Friday, September 17, 2021

3547. Do We Need to Shrink the Economy to Stop Climate Change?

By Spencer Bokat-Lindell, The New York Times, September 16, 2021

If there is a dominant paradigm for how politicians and economists today think about solving climate change, it is called green growth. According to green growth orthodoxy — whose adherents populate European governments, the Organization for Economic Co-operation and Development, the World Bank and the White House — the global economy can both continue growing and defuse the threat of a warming planet through rapid, market-led environmental action and technological innovation.

But in recent years, a rival paradigm has been gaining ground: degrowth. In the view of degrowthers, humanity simply does not have the capacity to phase out fossil fuels and meet the ever-growing demand of rich economies. At this late hour, consumption itself has to be curtailed.

Degrowth is still a relatively marginal tendency in climate politics, but it’s been attracting converts. In 2019, more than 11,000 scientists signed an open letter calling for a “shift from G.D.P. growth” toward “sustaining ecosystems and improving human well-being.” And in May, a paper published in the journal Nature argued that degrowth “should be as widely and thoroughly considered and debated as are comparably risky technology-driven pathways.”

Here’s a closer look at the debate.

The case for degrowth

Perhaps the most prominent proponent of the degrowth movement is Jason Hickel, an economic anthropologist and the author of “Less Is More: How Degrowth Will Save the World.” Degrowth, as he defines it, “is a planned reduction of energy and resource use designed to bring the economy back into balance with the living world in a way that reduces inequality and improves human well-being.”

His argument against the green growth framework rests on two key premises:

There is no historical evidence that G.D.P. can be completely decoupled from material resource use. In other words, human economies cannot grow infinitely on a planet with finite resources.

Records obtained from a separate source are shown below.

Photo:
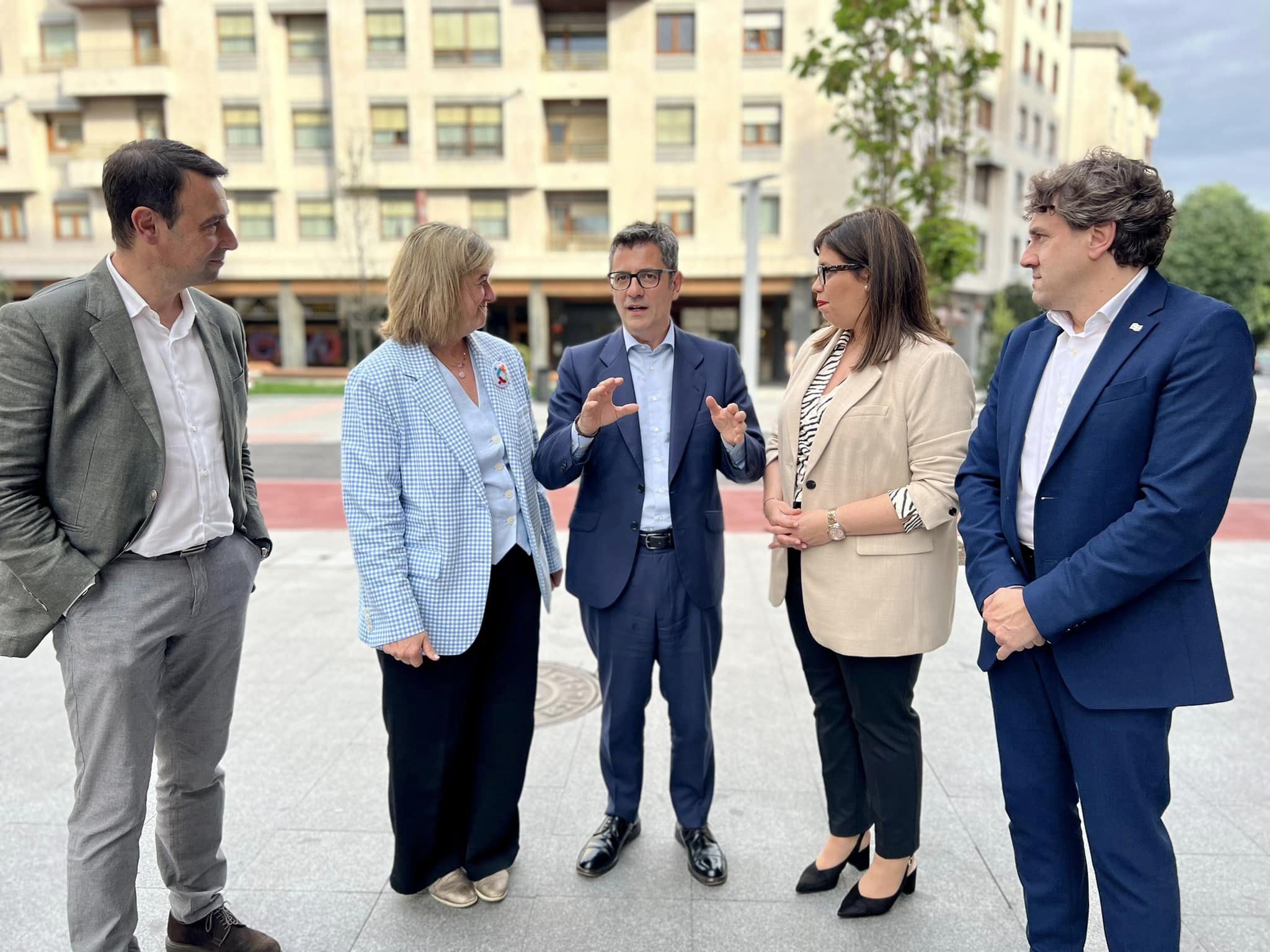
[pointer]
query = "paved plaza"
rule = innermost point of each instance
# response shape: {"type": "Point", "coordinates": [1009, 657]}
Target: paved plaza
{"type": "Point", "coordinates": [308, 832]}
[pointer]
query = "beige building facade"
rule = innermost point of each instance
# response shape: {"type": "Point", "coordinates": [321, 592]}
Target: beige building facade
{"type": "Point", "coordinates": [545, 126]}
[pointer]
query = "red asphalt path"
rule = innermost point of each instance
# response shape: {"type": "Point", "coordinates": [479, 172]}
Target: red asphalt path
{"type": "Point", "coordinates": [315, 505]}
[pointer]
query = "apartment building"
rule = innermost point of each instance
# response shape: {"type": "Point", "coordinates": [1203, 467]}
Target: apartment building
{"type": "Point", "coordinates": [544, 126]}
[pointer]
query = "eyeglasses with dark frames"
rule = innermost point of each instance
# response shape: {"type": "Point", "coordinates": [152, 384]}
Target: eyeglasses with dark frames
{"type": "Point", "coordinates": [647, 278]}
{"type": "Point", "coordinates": [825, 271]}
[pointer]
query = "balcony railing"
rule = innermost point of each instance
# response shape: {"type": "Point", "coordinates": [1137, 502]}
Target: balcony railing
{"type": "Point", "coordinates": [577, 151]}
{"type": "Point", "coordinates": [568, 61]}
{"type": "Point", "coordinates": [98, 60]}
{"type": "Point", "coordinates": [577, 242]}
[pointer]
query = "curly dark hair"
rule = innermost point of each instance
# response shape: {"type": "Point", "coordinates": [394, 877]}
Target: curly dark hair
{"type": "Point", "coordinates": [1105, 186]}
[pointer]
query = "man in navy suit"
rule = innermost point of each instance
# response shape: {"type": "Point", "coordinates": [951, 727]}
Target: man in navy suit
{"type": "Point", "coordinates": [1099, 472]}
{"type": "Point", "coordinates": [647, 416]}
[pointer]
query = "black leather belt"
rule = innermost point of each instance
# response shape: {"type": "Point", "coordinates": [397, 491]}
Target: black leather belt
{"type": "Point", "coordinates": [657, 541]}
{"type": "Point", "coordinates": [184, 552]}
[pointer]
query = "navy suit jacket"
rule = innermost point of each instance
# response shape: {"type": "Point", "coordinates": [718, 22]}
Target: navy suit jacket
{"type": "Point", "coordinates": [603, 531]}
{"type": "Point", "coordinates": [1133, 493]}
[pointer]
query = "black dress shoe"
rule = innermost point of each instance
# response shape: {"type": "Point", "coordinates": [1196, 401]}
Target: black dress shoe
{"type": "Point", "coordinates": [706, 861]}
{"type": "Point", "coordinates": [606, 844]}
{"type": "Point", "coordinates": [856, 907]}
{"type": "Point", "coordinates": [817, 880]}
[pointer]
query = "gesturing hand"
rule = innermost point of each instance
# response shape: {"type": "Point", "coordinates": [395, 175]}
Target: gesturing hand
{"type": "Point", "coordinates": [413, 649]}
{"type": "Point", "coordinates": [729, 420]}
{"type": "Point", "coordinates": [598, 410]}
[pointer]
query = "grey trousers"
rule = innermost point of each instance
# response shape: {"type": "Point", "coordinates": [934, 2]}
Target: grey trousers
{"type": "Point", "coordinates": [150, 660]}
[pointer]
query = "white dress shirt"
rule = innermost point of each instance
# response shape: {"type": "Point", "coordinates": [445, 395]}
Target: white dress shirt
{"type": "Point", "coordinates": [193, 506]}
{"type": "Point", "coordinates": [1067, 364]}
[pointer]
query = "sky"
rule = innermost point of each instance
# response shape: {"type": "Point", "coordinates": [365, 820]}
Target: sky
{"type": "Point", "coordinates": [1209, 60]}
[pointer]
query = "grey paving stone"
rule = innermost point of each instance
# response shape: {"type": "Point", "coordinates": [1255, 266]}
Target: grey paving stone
{"type": "Point", "coordinates": [408, 923]}
{"type": "Point", "coordinates": [629, 926]}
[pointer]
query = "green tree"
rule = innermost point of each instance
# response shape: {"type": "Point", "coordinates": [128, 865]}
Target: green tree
{"type": "Point", "coordinates": [1221, 248]}
{"type": "Point", "coordinates": [904, 75]}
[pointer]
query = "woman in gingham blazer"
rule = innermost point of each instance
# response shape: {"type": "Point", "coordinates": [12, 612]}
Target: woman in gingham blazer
{"type": "Point", "coordinates": [860, 498]}
{"type": "Point", "coordinates": [455, 546]}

  • G.D.P. can be decoupled from greenhouse gas emissions by replacing fossil fuels with renewable energy, but that decoupling isn’t happening fast enough.
  • The requisite solution, in Hickel’s view, is to reduce resource and energy consumption, which will make it easier to rapidly transition to renewable energy in the short time humanity has left to avert 1.5 degrees of global warming. But this imperative would not apply equally across the globe:
  • Climate change is being driven primarily by the cumulative historical consumption of the Global North, so he argues it is incumbent on rich countries to shrink their economies. (The disproportionate responsibility advanced economies bear for climate change is also why Hickel rejects calls for population control in poorer countries as “completely backward”: “We do have a population problem, it’s true,” he said in 2018. “But it has nothing to do with poor countries. The real problem is that there are too many rich people.”)
  • That retrenchment, in turn, would create space in the global carbon budget for poorer countries to continue growing, which they still need to do to lift their populations out of poverty.

Critics of degrowth have analogized the project to economic austerity or forced recessions, which tend to cause broad-based suffering and worsen inequality. But those negative effects, Hickel says, are merely the predictable disaster that ensues “when growth-dependent economies stop growing.”

Degrowth, by contrast, calls for a different kind of economy altogether, one that could improve people’s livelihoods despite a reduction in aggregate activity: It seeks to scale down “ecologically destructive and socially less necessary production” (such as S.U.V.s, weapons, beef, private transportation, advertising and consumer technologies that are designed to obsolesce) while expanding “socially important sectors” like health care and education.

Among the policies Hickel proposes to create such an economy are shortening the workweek, introducing a job guarantee with a living wage, shifting workers out of declining industries and the decommodification of goods like housing that people need to live dignified lives.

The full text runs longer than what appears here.